5. Submit an application to use special UNCW research infrastructure (for example, if you are planning to use the Secure Data Room)

This step will grant you access to infrastructure supported by UNCW that meets your storage, processing, and security needs--this would be already identified in your Data Security Plan. For example, you may be interested in requesting access to use the Secure Data Room located in the library to work on your data. This space will grant you physical and digital security that meets NIST and ISO information security compliance standards. See more for details about the Secure Data Room at UNCW. You may alternatively be interested in secure cloud infrastructure. You would need to submit a TAC ticket if you need to get access to any special infrastructure. The process to request access to these spaces will take only a few days at most.

Contact Lynnee Argabright (from the library) for questions about the Secure Data Room.

Contact Chris Jones (from Research Computing in Campus ITS) for questions about UNCW-supported cloud infrastructure.

5. Receive the dataset and begin work

Depending on the data owner/vendor, you may be sent the dataset in a specific secure method, such as via mailing a CD with the data on it, or receiving it through a FTP link for download. However you receive it, make sure that you download the data in a manner that complies with your Data Security Plan so that the data is located somewhere secure. For example, if you had agreed not to work with your data at home or on your personal computer, wait until you are on university premises and use a secure computer to download the data from the link sent to you.

When you are finished, the data owner/vendor may require you to submit to them your final output so they can conduct a risk disclosure assessment to verify that the output you are planning to use from the data is not re-identifiable.

Contact Lynnee Argabright (from the library) for guidance on how to understand the dataset using the data owner/vendor's documentation, how to utilize software for data analysis, how to deidentify data, and how to recognize what you're allowed to report or graphically visualize from your final results.
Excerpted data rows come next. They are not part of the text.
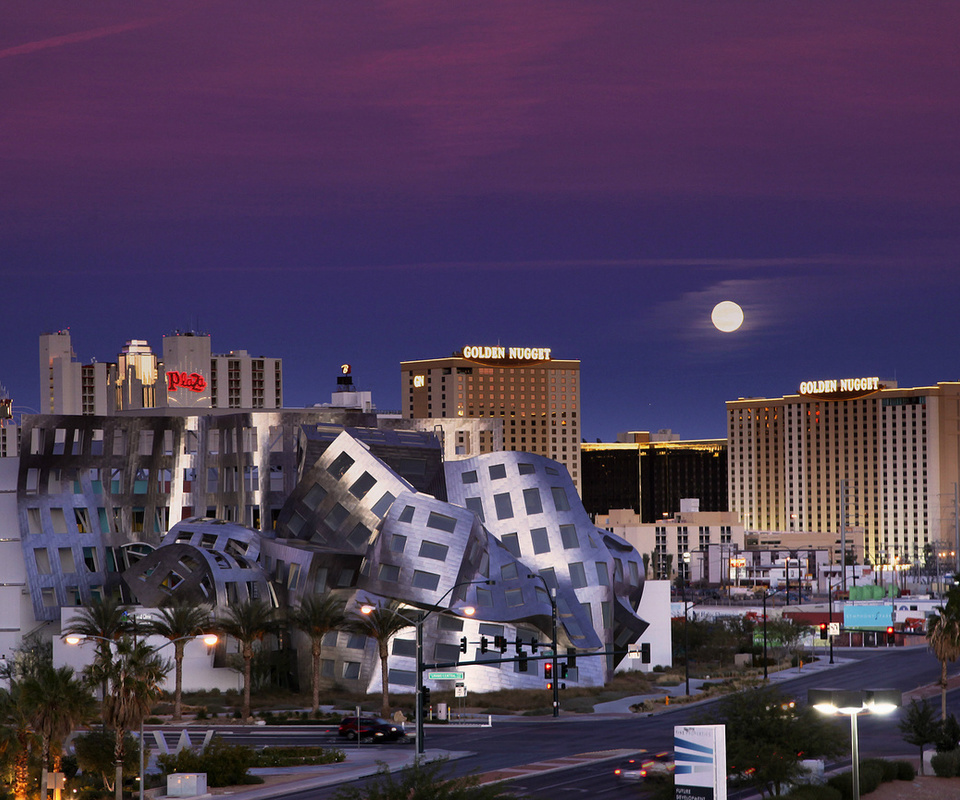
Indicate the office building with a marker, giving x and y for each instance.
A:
(535, 394)
(650, 473)
(844, 454)
(189, 377)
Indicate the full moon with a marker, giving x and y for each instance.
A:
(727, 316)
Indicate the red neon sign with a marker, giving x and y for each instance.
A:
(195, 382)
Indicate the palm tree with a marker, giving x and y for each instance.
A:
(316, 616)
(104, 621)
(248, 622)
(943, 635)
(57, 702)
(16, 735)
(136, 677)
(382, 624)
(178, 622)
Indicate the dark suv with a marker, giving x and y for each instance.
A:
(371, 729)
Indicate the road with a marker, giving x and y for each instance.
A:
(524, 740)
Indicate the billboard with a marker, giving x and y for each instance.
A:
(700, 755)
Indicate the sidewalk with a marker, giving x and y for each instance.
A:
(360, 763)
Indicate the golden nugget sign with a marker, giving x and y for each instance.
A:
(507, 353)
(844, 385)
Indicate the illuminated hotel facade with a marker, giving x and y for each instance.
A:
(536, 395)
(862, 454)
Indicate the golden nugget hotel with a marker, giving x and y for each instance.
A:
(888, 455)
(536, 396)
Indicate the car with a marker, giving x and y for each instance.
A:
(646, 766)
(373, 729)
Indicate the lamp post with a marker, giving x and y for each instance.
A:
(765, 596)
(555, 675)
(853, 702)
(209, 639)
(417, 623)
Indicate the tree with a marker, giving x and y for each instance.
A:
(316, 616)
(382, 624)
(920, 726)
(56, 702)
(135, 676)
(96, 755)
(16, 736)
(104, 621)
(423, 780)
(248, 622)
(178, 622)
(768, 735)
(943, 635)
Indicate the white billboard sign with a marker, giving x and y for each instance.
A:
(700, 755)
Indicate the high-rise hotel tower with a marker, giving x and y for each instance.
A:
(536, 395)
(856, 452)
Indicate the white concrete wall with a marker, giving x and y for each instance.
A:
(198, 670)
(655, 609)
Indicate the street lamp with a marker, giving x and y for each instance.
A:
(853, 702)
(765, 596)
(417, 623)
(209, 639)
(554, 674)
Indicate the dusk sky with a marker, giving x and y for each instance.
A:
(369, 182)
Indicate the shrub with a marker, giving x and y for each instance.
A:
(871, 776)
(225, 764)
(905, 771)
(946, 765)
(888, 769)
(815, 793)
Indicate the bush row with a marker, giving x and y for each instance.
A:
(873, 772)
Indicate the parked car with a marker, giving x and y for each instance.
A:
(646, 766)
(370, 729)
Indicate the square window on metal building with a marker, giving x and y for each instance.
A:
(531, 499)
(568, 535)
(433, 550)
(504, 505)
(541, 542)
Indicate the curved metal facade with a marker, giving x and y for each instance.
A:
(372, 515)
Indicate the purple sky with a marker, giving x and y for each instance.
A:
(369, 182)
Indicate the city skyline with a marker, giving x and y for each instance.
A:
(373, 183)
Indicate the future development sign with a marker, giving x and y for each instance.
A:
(700, 755)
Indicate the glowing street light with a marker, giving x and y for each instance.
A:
(209, 639)
(852, 703)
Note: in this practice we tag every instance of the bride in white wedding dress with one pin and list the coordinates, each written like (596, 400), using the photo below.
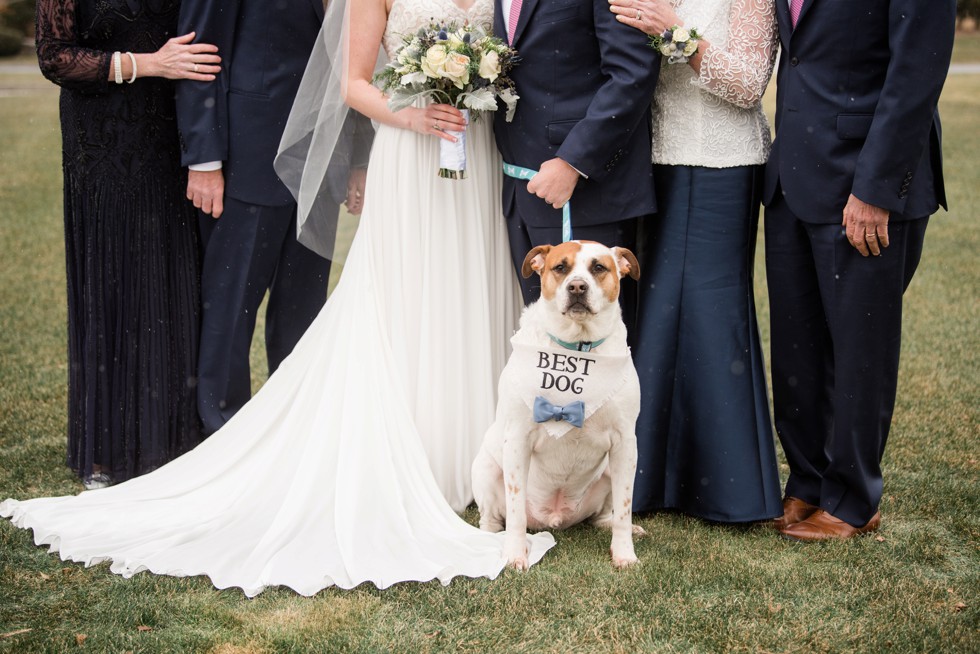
(339, 470)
If you are interested in data ethics training, she can also recommend resources for you.

6. Destroy the dataset

Depending on the stipulations of the data owner/vendor, you will need to discard the dataset after you are finished using it. You may be asked to digitally wipe the harddrive or mail back the CD that the raw original data came on. You may be asked to get a notorized signature stating that you destroyed the data. 

Contact Lynnee Argabright (from the library) if you have questions about how to securely get rid of the raw data and what to do with any derivative data (such as paper notes or analysis files)

7. Cite the data source in your publication

The data owner/vendor may have specific language for how the use of the data should be acknowledged in any dissemination you make.

Contact Lynnee Argabright (from the library) for help creating a data citation.

How to Properly Handle Sensitive Data?

In your research design, Identify risks and formulate countermeasures. Consider

  • confidentiality
  • integrity
  • transparency
  • unlinkability
  • availability
  • intervenability

During data collection:

  • Community the purpose of the research, and the security and privacy measures for your research with participants, before they sign the informed consent form.
  • Act with data minimization in mind: Only generate and use data that is relevant for the purpose of your research.
  • Use a computer with an encrypted hard drive, and encrypt your sensitive data. Use safe and secure file storage and sharing.

During data processing and analysis:

  • Anonymize/pseudonymize the data and work with the de-identified data. Use differential privacy.
  • Don't leave printouts on the printer or desk, don't use public wifi, don't work where others can easily watch your screen or hear you talk

After analysis:

  • Consider sharing your data if de-identified data sharing is allowed. Curate the data with documentation and format the datasets in an organized and clear manner. Deposit the data in a data repository.
  • Destroy your data if de-identified data sharing is not allowed.